I watched an expose on TV about sponsoring children and it is all a big scam! The children are lucky if they get 10% of the money you donate. The rest goes to the people who run the scam.

-- smitty (smitty@sandiego.com), April 05, 1999.

Lynn, such a beautiful post! Thanks for the reminder.

-- Bingo1 (howe9@pop.shentel.net), April 05, 1999.

My personal Y2K anticipatory grief story is that April of 1998, I connected the dots that I had seen one dot at a time and started preparing in earnest. At almost the same time my 12-year old nephew was struck by a car on the road in front of his house, and killed. So our family has been handling a ton of grief on many levels in the year since. I'm trying my best to stay in 'action mode'. I can tell though that there is a part of me that is in deep grief over the world, (not new to me, an angst-ridden poet and utopian), and over the death of Billy. A part of me is deeply cynical about just about everything, angry, and alternately wanting to curl up. Thankfully, this part of me stays back and is mostly background noise, except for those quiet moments at night, or when I read something especially assinine on the Internet.

What am I doing about it. Making myself move, and reminding myself that the so-called world has always been rather tentatively balanced and fragile.
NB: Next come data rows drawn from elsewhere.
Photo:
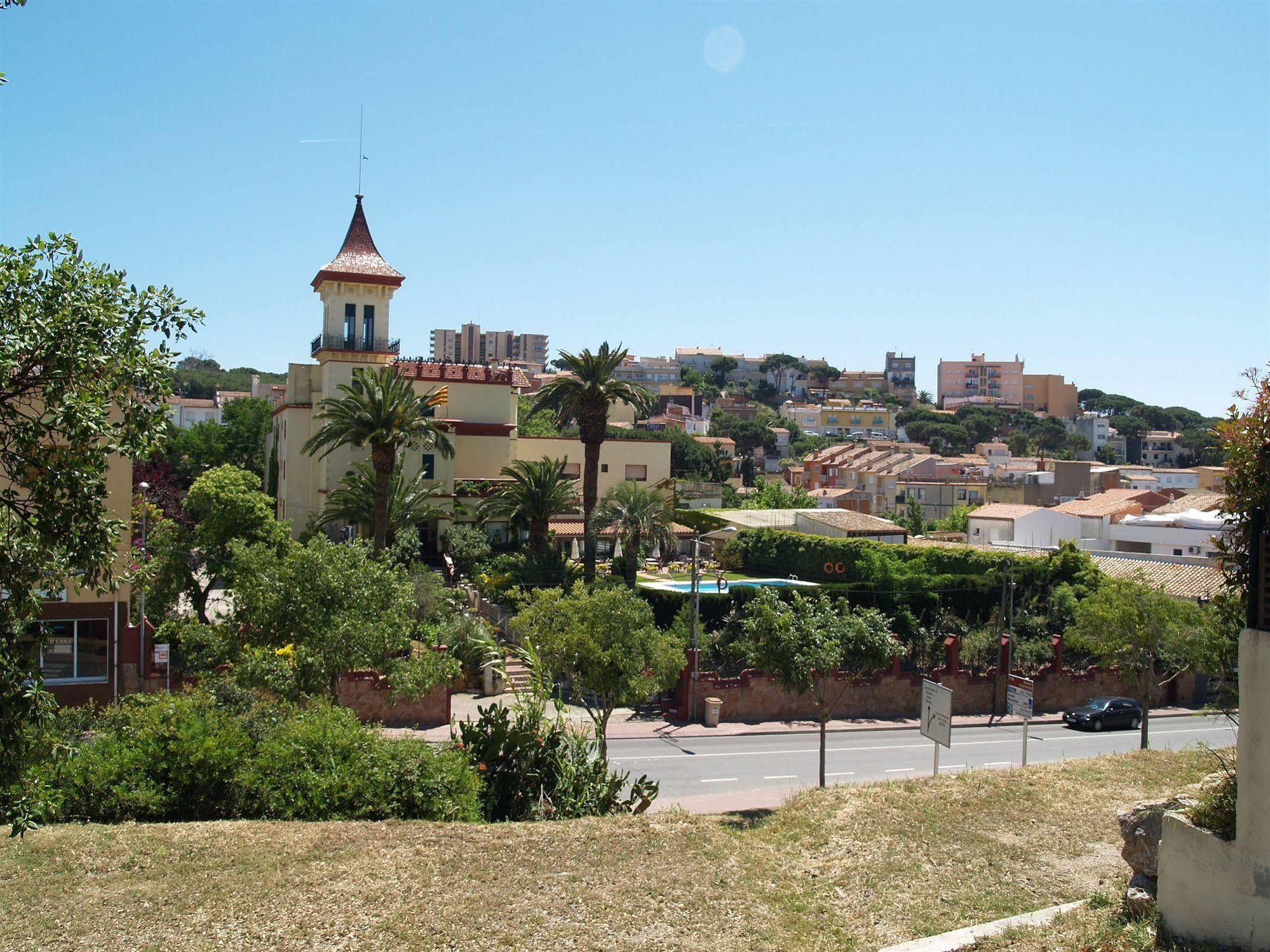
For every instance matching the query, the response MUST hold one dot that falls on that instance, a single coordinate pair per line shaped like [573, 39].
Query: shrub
[220, 752]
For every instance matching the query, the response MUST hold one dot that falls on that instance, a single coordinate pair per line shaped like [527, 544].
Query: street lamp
[145, 558]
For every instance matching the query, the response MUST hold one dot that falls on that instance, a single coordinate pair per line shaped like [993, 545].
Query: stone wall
[367, 695]
[756, 696]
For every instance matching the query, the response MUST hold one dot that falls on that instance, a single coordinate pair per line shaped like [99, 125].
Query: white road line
[907, 747]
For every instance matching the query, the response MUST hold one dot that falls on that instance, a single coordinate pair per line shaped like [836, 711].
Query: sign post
[1019, 702]
[936, 718]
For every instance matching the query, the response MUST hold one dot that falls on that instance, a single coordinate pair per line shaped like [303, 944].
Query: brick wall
[756, 696]
[367, 695]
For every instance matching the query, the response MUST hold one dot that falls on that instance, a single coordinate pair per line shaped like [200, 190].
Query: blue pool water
[709, 586]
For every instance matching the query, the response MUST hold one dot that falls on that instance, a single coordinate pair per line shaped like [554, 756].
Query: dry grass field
[851, 868]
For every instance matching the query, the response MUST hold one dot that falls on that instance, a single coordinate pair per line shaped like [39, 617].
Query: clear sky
[1084, 184]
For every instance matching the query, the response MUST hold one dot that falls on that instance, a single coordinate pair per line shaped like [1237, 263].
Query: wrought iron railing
[338, 342]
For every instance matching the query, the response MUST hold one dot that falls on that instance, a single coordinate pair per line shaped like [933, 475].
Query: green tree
[1144, 631]
[640, 516]
[225, 506]
[539, 490]
[584, 396]
[337, 605]
[606, 643]
[410, 502]
[720, 367]
[84, 377]
[380, 409]
[816, 645]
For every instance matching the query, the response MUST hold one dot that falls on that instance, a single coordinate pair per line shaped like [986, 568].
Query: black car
[1100, 713]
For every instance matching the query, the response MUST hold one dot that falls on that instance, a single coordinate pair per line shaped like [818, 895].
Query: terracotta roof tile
[358, 259]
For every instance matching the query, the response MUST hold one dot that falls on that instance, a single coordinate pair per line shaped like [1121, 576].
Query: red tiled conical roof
[358, 259]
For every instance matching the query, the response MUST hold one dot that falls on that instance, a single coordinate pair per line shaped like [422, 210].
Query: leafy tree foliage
[606, 643]
[1144, 631]
[80, 382]
[584, 398]
[804, 643]
[379, 409]
[225, 506]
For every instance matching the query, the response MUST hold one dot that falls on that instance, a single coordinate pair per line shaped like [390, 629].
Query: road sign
[938, 713]
[1019, 697]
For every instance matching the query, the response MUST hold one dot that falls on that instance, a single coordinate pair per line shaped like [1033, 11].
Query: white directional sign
[1019, 697]
[938, 713]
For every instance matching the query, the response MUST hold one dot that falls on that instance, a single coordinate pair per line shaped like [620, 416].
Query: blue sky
[1084, 184]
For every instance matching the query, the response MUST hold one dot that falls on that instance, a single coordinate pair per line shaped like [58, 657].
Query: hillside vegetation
[849, 868]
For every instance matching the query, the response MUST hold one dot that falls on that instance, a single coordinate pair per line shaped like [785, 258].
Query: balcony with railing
[338, 342]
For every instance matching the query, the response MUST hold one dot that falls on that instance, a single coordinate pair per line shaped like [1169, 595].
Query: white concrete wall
[1212, 890]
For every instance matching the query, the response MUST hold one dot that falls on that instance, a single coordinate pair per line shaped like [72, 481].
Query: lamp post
[145, 559]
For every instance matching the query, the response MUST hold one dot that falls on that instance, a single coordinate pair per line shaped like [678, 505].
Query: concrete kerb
[962, 939]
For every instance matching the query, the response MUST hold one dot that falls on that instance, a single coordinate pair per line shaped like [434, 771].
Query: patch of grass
[849, 868]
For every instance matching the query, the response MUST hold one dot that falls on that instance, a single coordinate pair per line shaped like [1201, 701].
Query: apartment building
[842, 418]
[469, 344]
[980, 381]
[651, 372]
[1051, 394]
[479, 412]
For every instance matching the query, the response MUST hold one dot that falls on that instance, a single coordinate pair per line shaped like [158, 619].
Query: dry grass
[853, 868]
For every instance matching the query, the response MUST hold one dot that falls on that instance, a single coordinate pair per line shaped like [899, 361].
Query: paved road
[785, 762]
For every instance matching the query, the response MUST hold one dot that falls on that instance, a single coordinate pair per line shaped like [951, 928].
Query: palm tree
[537, 492]
[639, 514]
[409, 502]
[586, 396]
[381, 409]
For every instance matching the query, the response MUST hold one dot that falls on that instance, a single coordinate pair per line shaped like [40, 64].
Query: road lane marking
[1071, 735]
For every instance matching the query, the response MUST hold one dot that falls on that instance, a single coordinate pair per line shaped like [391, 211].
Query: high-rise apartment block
[469, 344]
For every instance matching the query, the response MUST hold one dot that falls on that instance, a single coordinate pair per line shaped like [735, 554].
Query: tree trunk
[590, 494]
[633, 546]
[382, 459]
[823, 725]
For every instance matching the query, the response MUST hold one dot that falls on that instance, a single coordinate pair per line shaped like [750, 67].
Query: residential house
[1000, 523]
[476, 410]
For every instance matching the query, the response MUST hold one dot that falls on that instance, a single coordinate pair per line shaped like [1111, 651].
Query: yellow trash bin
[712, 715]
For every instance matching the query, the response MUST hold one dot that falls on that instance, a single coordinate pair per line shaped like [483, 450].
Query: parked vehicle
[1102, 713]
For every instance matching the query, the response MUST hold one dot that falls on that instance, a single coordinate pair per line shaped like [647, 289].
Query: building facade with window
[478, 412]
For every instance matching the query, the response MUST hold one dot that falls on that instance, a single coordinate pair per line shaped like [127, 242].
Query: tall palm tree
[381, 409]
[537, 492]
[410, 502]
[586, 396]
[639, 514]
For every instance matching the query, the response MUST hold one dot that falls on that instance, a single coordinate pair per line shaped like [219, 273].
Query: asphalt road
[785, 762]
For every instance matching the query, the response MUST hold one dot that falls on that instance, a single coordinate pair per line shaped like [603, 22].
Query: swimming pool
[709, 584]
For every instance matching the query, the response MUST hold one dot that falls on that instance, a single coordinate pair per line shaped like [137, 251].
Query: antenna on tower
[361, 123]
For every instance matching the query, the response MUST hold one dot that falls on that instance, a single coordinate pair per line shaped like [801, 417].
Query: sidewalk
[626, 725]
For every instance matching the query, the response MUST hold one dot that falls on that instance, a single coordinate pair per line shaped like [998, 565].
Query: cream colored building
[479, 414]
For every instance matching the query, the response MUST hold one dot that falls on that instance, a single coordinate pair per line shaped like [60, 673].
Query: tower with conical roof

Reminding me, that I can create pockets of sanity for myself.

Hang in there. As my baby sister often says, (she's the mother of Billy), "Grab a helmet, honey, and strap in!"

-She who lives, a free being in a flapping sheet, upon the hill.

-- Donna Barthuley (moment@pacbell.net), April 06, 1999.


Leslie,

Andy is right - should y2k end up being a 6 or higher among the first world countries the kids you're sponsoring in third world countries are actually far better off than those yuppie kids you saw on their way to school this morning. Not only are they less dependent on technology already, but their parents and grandparents still have the skills and experience neccessary to survive *without* technological assistance - a lifestyle about which almost none of the parents of those yuppie kids has even a clue.